Bluebird provides a lot of really useful methods and abstractions over promises that we use on a daily basis. Basically all the methods I point out in the article are not part of the Promise spec (and probably won't be). The other thing that Bluebird helps a lot with is providing functionality around transitioning from non-promise code to promises by providing methods such as `promisify`, `promisifyAll`, `fromCallback`, and `asCallback`.

Bluebird made a name for itself by really, really focusing on V8-specific optimizations. Also it has added a lot of features that go beyond the promise spec, thus becoming one of those bandwagony swiss army knife sort of libraries. I personally use it for how efficient it is in Node.
"proprietary" is an odd way to describe a MIT licensed project.
Because:

1) Bluebird is orders of magnitude faster and more memory-efficient than the current V8 native promises. Better native promises performance has been promised, but we are still waiting for it.
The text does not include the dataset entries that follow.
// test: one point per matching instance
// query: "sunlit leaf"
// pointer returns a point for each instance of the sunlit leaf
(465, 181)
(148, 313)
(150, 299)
2) Bluebird is just as much standard-compliant as are the native promises.

3) Bluebird has very useful extensions, which are not (yet?) part of the standard. You are not forced to use them, but they are still very nice to have.

Good article but no mention of Promise.coroutine [1] which I find unfortunate. It allows for a synchronous looking code using generators and yield. I've been using it on express servers (in lieu of Koa) and it's worked great with promise-based ORMs (BookshelfJS). Also allows for use of native try/catch.

[1] http://bluebirdjs.com/docs/api/promise.coroutine.html

Cool, like async/await in Typescript and which I think is coming in ES7.
When I first got into promises, they were annoying for certain tasks. Something as simple as download a list of 1000 files was hard to do since you didn't want all the calls to fire off at once. After a long journey with various techniques, I found out Bluebird map had a concurrency parameter.

return Promise.map(arrayOfUrlsToDownload,downloadAndParseFunction,{concurrency:1})

One line for all your basic scraping/parsing needs.